No, no, promise!..."
"I promise everything, but I can't be at peace, especially after what
you have told me. I can't be at peace, when you can't be at peace...."
"I?" she repeated. "Yes, I am worried sometimes; but that will pass, if
you will never talk about this. When you talk about it—it's only then it
worries me."
"I don't understand," he said.
"I know," she interrupted him, "how hard it is for your truthful nature
to lie, and I grieve for you. I often think that you have ruined your
whole life for me."
"I was just thinking the very same thing," he said; "how could you
sacrifice everything for my sake? I can't forgive myself that you're
unhappy!"
"I unhappy?" she said, coming closer to him, and looking at him with an
ecstatic smile of love. "I am like a hungry man who has been given food.
He may be cold, and dressed in rags, and ashamed, but he is not unhappy.
I unhappy? No, this is my unhappiness...."
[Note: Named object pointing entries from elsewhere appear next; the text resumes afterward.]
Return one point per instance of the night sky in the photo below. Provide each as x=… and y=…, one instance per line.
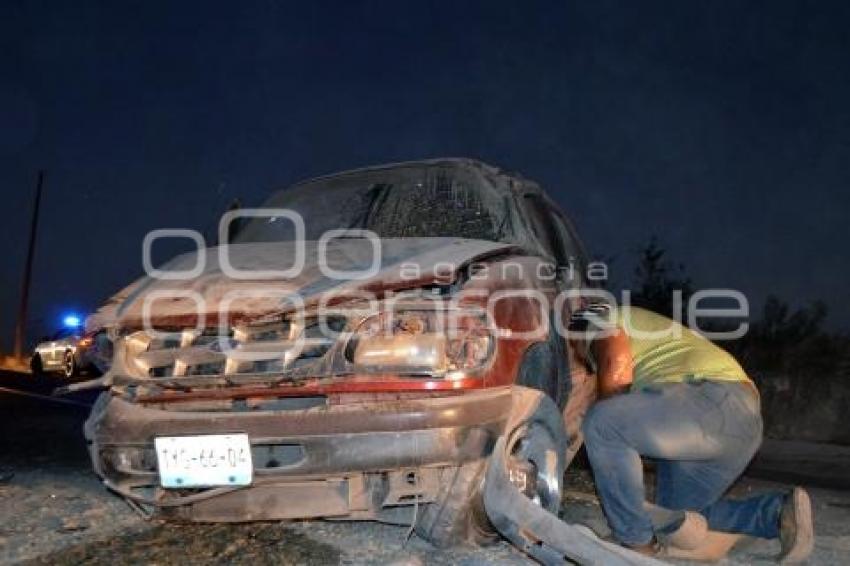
x=722, y=128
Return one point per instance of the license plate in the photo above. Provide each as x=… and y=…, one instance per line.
x=208, y=460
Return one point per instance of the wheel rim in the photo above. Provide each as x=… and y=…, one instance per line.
x=533, y=454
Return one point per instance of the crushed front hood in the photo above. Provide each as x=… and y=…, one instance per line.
x=404, y=263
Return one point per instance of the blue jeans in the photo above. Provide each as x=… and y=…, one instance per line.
x=702, y=434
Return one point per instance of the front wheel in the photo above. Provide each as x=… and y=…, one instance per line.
x=69, y=366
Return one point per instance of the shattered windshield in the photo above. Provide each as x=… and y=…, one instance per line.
x=407, y=203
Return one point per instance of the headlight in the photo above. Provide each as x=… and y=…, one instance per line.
x=431, y=342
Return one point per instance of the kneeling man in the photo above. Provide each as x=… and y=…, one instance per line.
x=669, y=394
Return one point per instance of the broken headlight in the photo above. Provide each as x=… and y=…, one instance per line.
x=426, y=342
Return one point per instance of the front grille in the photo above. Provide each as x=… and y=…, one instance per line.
x=247, y=349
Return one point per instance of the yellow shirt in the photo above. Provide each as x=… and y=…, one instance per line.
x=665, y=351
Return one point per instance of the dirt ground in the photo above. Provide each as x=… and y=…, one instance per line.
x=53, y=510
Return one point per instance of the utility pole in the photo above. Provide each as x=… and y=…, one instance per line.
x=21, y=326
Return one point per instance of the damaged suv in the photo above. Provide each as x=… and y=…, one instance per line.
x=353, y=350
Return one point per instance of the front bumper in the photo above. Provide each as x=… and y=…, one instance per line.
x=357, y=461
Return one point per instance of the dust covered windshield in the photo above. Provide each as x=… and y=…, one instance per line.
x=405, y=203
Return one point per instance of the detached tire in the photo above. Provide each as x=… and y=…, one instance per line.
x=457, y=516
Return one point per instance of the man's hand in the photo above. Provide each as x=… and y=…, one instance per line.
x=614, y=364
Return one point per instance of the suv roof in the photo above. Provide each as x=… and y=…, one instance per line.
x=500, y=180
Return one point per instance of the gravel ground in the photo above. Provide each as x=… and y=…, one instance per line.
x=53, y=510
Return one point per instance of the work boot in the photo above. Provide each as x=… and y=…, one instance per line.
x=652, y=548
x=714, y=546
x=690, y=534
x=796, y=531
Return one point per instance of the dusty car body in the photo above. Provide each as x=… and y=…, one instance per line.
x=386, y=421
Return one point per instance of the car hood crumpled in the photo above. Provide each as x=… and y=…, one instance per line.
x=404, y=263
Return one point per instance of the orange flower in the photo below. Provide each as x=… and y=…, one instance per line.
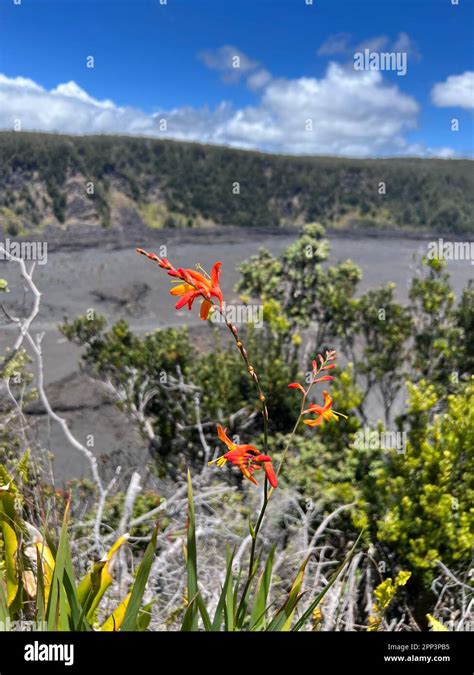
x=323, y=413
x=246, y=457
x=194, y=284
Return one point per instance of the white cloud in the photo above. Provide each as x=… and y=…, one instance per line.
x=352, y=113
x=456, y=91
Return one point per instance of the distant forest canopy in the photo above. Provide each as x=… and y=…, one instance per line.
x=48, y=179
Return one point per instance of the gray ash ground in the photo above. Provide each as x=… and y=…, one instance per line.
x=108, y=276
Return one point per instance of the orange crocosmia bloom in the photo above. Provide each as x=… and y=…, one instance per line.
x=194, y=284
x=246, y=457
x=323, y=413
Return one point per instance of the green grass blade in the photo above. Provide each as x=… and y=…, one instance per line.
x=221, y=605
x=57, y=610
x=191, y=555
x=206, y=619
x=130, y=621
x=261, y=595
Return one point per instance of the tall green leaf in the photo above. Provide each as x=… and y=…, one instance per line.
x=130, y=621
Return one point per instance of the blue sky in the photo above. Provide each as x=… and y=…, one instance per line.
x=173, y=62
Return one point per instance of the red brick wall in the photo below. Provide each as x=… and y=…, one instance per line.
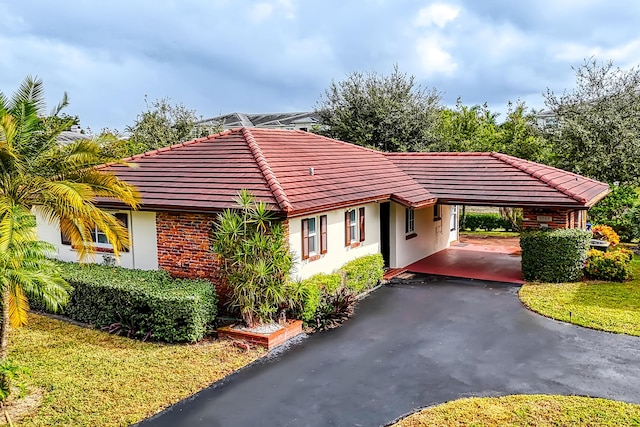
x=184, y=246
x=558, y=218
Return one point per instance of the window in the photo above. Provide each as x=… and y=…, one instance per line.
x=437, y=212
x=98, y=237
x=409, y=221
x=353, y=233
x=312, y=243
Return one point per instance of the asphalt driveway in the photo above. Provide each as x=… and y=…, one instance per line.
x=412, y=345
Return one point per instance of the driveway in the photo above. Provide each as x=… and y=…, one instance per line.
x=415, y=344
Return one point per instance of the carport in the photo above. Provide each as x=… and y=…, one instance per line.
x=549, y=197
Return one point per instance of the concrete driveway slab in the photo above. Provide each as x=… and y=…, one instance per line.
x=415, y=344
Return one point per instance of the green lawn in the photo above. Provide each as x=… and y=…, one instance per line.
x=527, y=410
x=91, y=378
x=613, y=307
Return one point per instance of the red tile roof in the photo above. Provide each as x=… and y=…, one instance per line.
x=494, y=179
x=275, y=165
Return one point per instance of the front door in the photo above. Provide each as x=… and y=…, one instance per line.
x=385, y=244
x=453, y=223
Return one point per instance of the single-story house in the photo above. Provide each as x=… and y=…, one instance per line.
x=339, y=201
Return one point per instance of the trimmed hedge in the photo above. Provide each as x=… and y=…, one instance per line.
x=484, y=221
x=612, y=265
x=554, y=256
x=363, y=273
x=140, y=303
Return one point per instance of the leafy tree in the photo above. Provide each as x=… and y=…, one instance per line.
x=387, y=113
x=598, y=126
x=466, y=128
x=164, y=124
x=58, y=182
x=256, y=260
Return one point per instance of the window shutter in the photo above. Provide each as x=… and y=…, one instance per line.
x=305, y=239
x=323, y=234
x=124, y=220
x=347, y=229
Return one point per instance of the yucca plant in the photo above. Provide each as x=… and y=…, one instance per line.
x=255, y=258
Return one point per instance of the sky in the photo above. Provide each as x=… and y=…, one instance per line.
x=221, y=56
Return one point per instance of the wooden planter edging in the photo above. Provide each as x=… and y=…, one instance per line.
x=274, y=339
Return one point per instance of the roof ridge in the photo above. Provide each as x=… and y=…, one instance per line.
x=524, y=166
x=267, y=172
x=168, y=148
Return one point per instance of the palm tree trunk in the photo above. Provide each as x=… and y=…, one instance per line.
x=4, y=327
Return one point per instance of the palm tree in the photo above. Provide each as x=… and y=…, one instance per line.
x=58, y=182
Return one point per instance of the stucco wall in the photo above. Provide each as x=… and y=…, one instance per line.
x=143, y=254
x=337, y=253
x=431, y=236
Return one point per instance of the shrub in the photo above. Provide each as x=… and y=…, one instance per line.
x=606, y=233
x=363, y=273
x=140, y=303
x=255, y=258
x=485, y=221
x=613, y=265
x=555, y=255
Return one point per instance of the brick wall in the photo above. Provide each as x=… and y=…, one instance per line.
x=551, y=218
x=184, y=246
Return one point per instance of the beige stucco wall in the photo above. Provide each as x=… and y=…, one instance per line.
x=432, y=236
x=337, y=254
x=143, y=254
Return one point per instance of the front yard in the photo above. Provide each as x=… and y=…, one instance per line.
x=91, y=378
x=612, y=307
x=526, y=410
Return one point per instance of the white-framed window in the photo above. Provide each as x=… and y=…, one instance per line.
x=437, y=212
x=354, y=226
x=409, y=221
x=314, y=238
x=98, y=237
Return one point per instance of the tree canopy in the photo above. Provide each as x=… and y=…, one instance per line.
x=384, y=112
x=161, y=125
x=598, y=123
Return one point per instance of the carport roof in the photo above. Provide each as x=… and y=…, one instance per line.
x=494, y=179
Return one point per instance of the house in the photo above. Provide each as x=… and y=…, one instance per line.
x=338, y=201
x=304, y=120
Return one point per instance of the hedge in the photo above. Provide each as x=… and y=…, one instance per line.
x=484, y=221
x=353, y=278
x=612, y=265
x=554, y=256
x=140, y=303
x=363, y=273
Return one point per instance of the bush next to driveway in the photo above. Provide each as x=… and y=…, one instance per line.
x=554, y=256
x=140, y=303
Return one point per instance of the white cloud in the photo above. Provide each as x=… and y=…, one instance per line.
x=434, y=58
x=437, y=14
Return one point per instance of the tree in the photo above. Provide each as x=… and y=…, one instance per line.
x=387, y=113
x=598, y=123
x=164, y=124
x=58, y=182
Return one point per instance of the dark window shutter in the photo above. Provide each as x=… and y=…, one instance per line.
x=323, y=234
x=124, y=220
x=305, y=239
x=347, y=229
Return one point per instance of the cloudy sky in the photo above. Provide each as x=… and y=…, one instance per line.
x=219, y=56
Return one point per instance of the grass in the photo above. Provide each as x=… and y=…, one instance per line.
x=527, y=410
x=612, y=307
x=92, y=378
She could hear the sound of her son's voice coming towards them, and
glancing swiftly round the terrace, she got up impulsively. Her eyes
glowed with the fire he knew so well; with a rapid movement she raised
her lovely hands, covered with rings, took his head, looked a long look
into his face, and, putting up her face with smiling, parted lips,
swiftly kissed his mouth and both eyes, and pushed him away. She would
have gone, but he held her back.
"When?" he murmured in a whisper, gazing in ecstasy at her.
"Tonight, at one o'clock," she whispered, and, with a heavy sigh, she
walked with her light, swift step to meet her son.
Seryozha had been caught by the rain in the big garden, and he and his
nurse had taken shelter in an arbor.
"Well, _au revoir_," she said to Vronsky. "I must soon be getting ready
for the races. Betsy promised to fetch me."
Vronsky, looking at his watch, went away hurriedly.